Hyper aimed to reduce that pressure.
The goal was not to make emergency response feel less human. The goal was to keep humans focused where they are needed most. That is an important distinction, especially in a field where trust is everything.
AI in public safety has to be handled carefully. It needs oversight, clear limits, and strong escalation paths. Hyper’s value came from supporting dispatchers rather than pretending technology could replace the judgment of experienced professionals.
How Hyper reflects the future of public safety AI
The Hyper acquisition points toward a bigger shift in public safety technology.
Emergency communication systems are becoming more connected, more data-driven, and more dependent on tools that help teams move faster. AI will likely play a growing role in that future, but the strongest use cases will be practical ones.
Hyper is a good example because it focused on a real workflow. It did not ask agencies to imagine a distant future. It helped with a problem they already had.
That is where public safety AI is most likely to gain trust. The technology has to reduce workload, improve routing, support faster response, and keep human decision-making in the loop.
For 911 centers, the promise is not flashy automation. It is better capacity. It is fewer routine calls blocking urgent ones. It is more support for dispatchers who are already carrying heavy workloads.
That is why Hyper’s story is bigger than one acquisition.
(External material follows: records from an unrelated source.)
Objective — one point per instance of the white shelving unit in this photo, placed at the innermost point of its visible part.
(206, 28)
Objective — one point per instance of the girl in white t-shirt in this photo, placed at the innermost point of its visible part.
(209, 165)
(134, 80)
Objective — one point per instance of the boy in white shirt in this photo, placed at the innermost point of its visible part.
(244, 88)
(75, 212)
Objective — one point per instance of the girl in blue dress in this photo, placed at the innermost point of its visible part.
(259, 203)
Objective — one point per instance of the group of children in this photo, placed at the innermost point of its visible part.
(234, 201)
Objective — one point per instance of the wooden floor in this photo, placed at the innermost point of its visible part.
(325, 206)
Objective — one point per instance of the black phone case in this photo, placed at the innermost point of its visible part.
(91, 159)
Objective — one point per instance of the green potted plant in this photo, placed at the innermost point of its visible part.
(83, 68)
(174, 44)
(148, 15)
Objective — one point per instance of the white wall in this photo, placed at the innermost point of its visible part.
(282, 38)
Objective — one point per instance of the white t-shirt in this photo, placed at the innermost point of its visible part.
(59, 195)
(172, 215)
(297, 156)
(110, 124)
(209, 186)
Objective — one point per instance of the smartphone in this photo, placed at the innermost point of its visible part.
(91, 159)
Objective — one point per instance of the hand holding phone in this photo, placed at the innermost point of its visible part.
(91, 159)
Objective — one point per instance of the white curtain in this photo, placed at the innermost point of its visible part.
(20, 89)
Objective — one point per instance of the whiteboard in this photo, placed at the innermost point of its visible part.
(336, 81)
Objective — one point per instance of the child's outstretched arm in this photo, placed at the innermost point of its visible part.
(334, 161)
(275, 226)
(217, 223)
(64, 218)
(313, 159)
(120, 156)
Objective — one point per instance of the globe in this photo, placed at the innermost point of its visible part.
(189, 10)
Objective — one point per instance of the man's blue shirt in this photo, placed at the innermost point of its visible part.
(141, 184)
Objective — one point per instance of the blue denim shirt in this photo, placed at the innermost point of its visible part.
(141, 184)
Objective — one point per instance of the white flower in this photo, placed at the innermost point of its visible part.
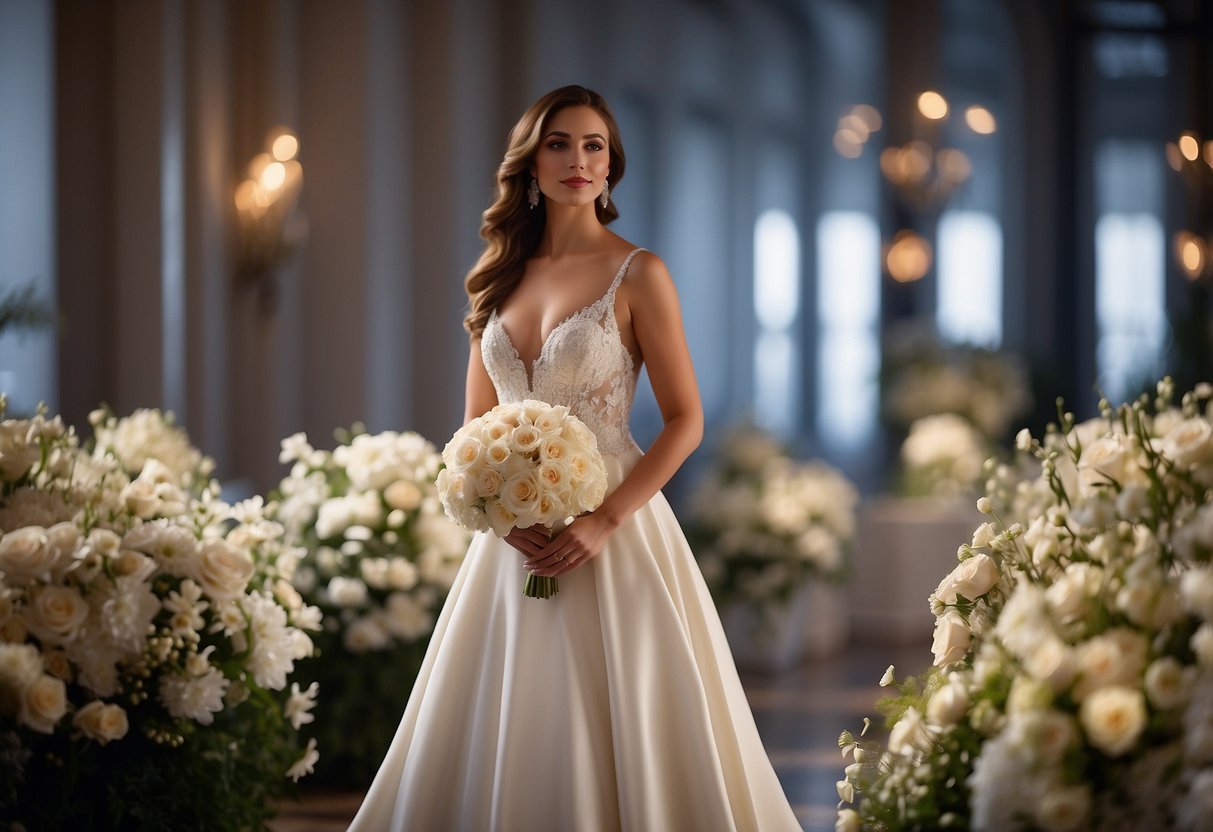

It shows how AI can move into critical infrastructure when it solves a specific problem with care.
Key lessons from Ben Sanders and Hyper
Ben Sanders and Hyper offer several useful lessons for founders, public safety leaders, and anyone watching the AI startup market.
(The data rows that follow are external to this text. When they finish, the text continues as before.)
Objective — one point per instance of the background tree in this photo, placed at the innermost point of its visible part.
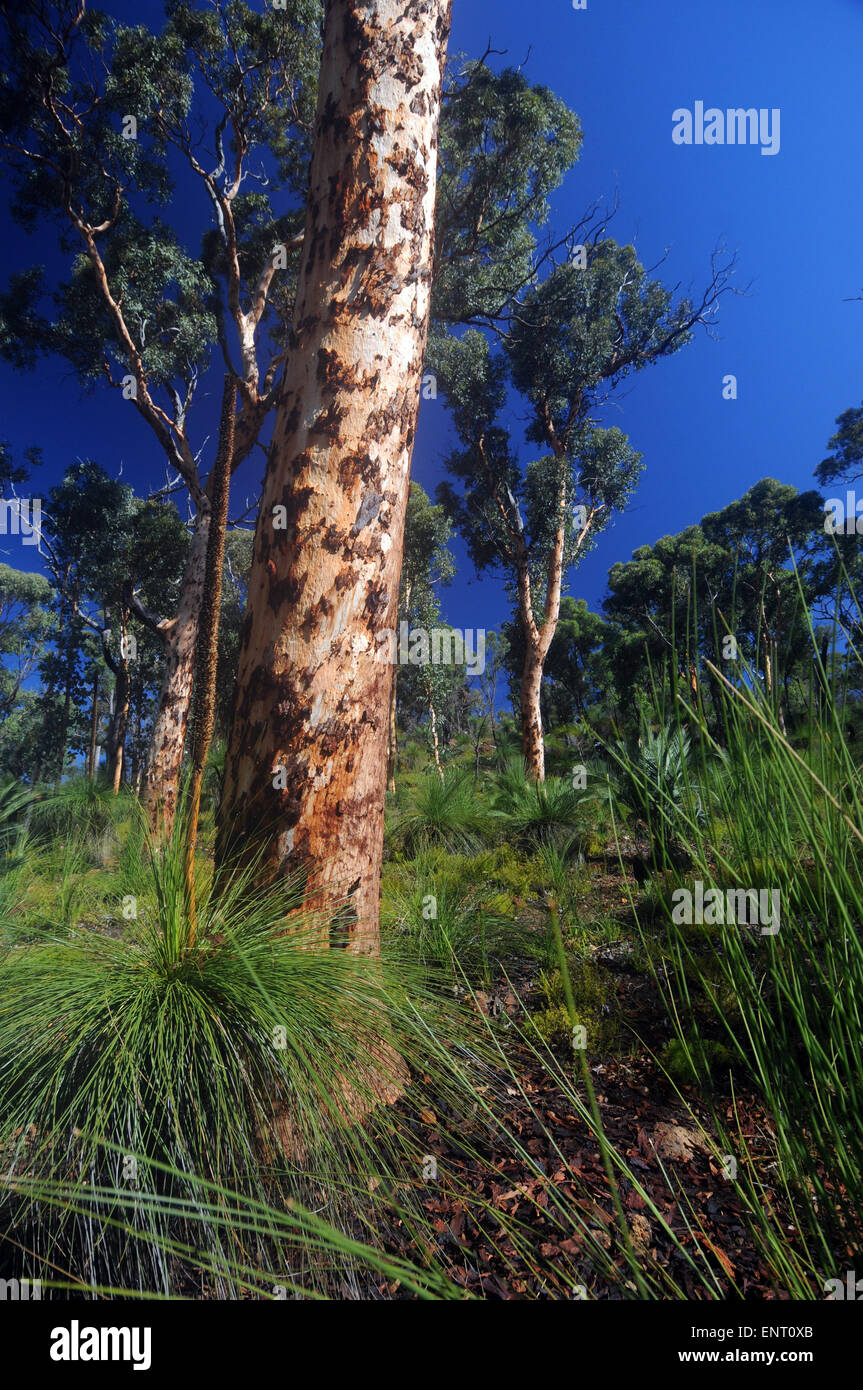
(427, 563)
(567, 341)
(109, 129)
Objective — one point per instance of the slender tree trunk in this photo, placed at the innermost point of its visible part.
(432, 724)
(121, 722)
(166, 752)
(392, 749)
(93, 729)
(306, 763)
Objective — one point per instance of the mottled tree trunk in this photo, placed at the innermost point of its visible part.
(306, 765)
(93, 729)
(179, 635)
(392, 748)
(532, 745)
(206, 653)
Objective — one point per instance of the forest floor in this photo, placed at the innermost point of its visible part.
(664, 1130)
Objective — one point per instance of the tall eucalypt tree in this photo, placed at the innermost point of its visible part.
(563, 346)
(129, 143)
(306, 765)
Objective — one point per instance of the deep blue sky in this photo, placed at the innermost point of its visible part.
(795, 220)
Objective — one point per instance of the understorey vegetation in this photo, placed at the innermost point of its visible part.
(346, 952)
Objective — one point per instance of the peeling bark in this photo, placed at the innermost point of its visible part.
(306, 766)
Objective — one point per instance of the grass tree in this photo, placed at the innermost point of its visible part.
(306, 766)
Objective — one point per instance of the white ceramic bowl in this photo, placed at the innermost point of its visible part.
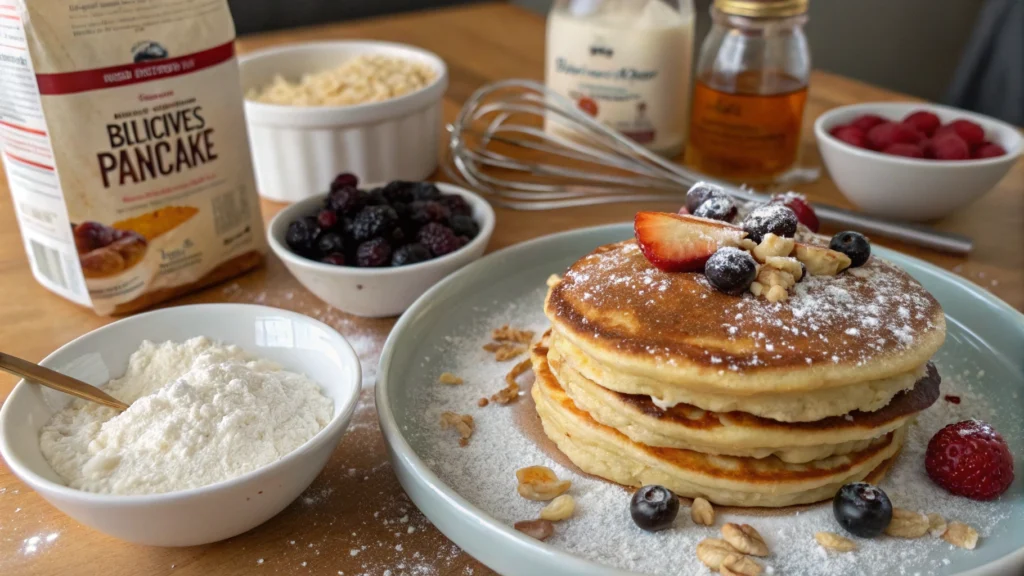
(298, 150)
(377, 292)
(909, 189)
(211, 512)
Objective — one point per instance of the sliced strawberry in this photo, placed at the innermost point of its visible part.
(682, 243)
(970, 459)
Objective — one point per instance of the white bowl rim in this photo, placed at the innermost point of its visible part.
(820, 132)
(339, 419)
(283, 252)
(440, 81)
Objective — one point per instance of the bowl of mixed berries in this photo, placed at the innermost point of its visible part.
(372, 250)
(914, 161)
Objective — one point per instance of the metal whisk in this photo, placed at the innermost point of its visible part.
(499, 146)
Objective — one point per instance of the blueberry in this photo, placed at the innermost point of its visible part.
(410, 254)
(862, 509)
(717, 208)
(331, 242)
(373, 221)
(770, 218)
(376, 252)
(464, 225)
(653, 507)
(700, 193)
(301, 235)
(854, 245)
(731, 270)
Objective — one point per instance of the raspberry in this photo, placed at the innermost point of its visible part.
(923, 121)
(947, 147)
(345, 201)
(883, 135)
(422, 212)
(327, 218)
(867, 121)
(373, 221)
(851, 135)
(376, 252)
(970, 132)
(799, 205)
(909, 151)
(438, 239)
(970, 459)
(988, 150)
(457, 204)
(344, 179)
(410, 254)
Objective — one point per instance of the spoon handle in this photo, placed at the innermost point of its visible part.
(57, 381)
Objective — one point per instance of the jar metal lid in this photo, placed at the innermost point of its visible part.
(762, 8)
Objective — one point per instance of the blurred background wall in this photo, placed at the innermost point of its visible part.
(911, 46)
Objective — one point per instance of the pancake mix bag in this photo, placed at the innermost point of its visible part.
(124, 141)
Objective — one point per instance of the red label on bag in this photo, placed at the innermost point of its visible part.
(97, 79)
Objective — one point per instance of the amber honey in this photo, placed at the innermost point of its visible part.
(748, 132)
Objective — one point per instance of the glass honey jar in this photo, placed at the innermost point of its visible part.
(750, 91)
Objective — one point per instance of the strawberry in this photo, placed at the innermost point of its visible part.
(867, 121)
(850, 134)
(799, 205)
(923, 121)
(909, 151)
(970, 132)
(946, 146)
(970, 459)
(682, 243)
(988, 150)
(883, 135)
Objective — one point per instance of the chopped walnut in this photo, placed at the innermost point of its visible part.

The first lesson is that real pain points create real opportunities. Hyper was built around a problem that public safety agencies could immediately understand. Understaffed call centers and rising non-emergency call volume were not abstract issues. They affected daily operations.
The second lesson is that focus can be more powerful than scale in the early days. Hyper did not try to be an AI platform for every government workflow. It focused on emergency communication and built around the needs of call centers.
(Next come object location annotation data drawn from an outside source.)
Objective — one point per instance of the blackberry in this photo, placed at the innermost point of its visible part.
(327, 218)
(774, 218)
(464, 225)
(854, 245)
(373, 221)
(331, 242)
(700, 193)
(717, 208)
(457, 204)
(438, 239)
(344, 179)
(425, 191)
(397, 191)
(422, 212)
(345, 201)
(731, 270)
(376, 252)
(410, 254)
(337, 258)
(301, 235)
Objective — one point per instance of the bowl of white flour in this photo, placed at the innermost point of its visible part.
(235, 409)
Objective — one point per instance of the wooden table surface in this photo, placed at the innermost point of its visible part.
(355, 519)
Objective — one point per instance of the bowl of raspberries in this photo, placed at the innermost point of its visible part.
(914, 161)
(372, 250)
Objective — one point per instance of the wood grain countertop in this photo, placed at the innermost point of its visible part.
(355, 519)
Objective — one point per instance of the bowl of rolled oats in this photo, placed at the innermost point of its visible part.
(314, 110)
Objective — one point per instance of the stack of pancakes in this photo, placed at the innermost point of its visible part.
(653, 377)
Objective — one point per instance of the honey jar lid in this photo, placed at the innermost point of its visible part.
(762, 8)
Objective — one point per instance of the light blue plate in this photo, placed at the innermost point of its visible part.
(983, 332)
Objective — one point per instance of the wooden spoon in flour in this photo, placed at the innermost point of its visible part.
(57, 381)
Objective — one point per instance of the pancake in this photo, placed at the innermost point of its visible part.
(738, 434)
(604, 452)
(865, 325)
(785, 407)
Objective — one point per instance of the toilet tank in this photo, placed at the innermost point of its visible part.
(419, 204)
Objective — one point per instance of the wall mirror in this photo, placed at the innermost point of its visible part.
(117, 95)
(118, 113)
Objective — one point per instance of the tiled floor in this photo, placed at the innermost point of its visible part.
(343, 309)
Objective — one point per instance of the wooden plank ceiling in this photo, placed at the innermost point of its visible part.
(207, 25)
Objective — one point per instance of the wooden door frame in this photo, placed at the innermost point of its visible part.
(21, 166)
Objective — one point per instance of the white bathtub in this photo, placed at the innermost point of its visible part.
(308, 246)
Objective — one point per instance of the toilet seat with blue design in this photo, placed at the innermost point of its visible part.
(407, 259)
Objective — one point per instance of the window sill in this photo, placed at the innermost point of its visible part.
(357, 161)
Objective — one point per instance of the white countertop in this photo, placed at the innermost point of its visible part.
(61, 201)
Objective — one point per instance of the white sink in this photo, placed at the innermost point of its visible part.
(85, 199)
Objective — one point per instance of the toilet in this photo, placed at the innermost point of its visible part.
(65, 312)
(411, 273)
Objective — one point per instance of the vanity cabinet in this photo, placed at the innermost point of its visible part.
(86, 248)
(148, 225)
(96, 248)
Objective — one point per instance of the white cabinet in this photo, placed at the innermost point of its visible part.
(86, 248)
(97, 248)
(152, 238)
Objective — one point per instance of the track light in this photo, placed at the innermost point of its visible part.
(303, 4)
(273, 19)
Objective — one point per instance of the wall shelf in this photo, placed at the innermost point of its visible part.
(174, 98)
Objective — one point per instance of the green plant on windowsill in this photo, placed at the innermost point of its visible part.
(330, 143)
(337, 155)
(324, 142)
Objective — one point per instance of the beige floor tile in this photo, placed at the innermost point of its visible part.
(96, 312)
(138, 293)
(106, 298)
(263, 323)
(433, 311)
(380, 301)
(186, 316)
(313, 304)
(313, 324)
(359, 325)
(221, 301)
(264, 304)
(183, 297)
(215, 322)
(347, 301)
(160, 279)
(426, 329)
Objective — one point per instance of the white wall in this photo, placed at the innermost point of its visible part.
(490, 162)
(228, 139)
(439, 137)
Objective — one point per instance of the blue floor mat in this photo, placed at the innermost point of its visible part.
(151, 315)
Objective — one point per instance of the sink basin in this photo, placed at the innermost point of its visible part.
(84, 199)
The third lesson is that trust matters in serious markets. Public safety buyers need more than speed and clever technology. They need tools that respect the human side of the work and fit into real operational environments.
The fourth lesson is that strategic acquisitions often happen when a startup solves a problem the buyer’s customers already have. Motorola Solutions did not need to be convinced that 911 centers face pressure. Hyper brought a focused AI solution into that existing public safety ecosystem.
The fifth lesson is that AI companies with clear use cases may have stronger staying power than companies chasing broad attention. Hyper’s value came from applying voice AI to a mission-critical workflow with measurable need.
For Ben Sanders, Hyper became a founder success story because it joined practical technology with a public safety mission. He found a problem inside emergency response, built a company around it, raised venture backing, earned agency traction, and landed inside Motorola Solutions through acquisition.
That is a meaningful path for any startup. In Hyper’s case, it also carried a larger purpose: helping dispatchers focus on the calls where every second can matter.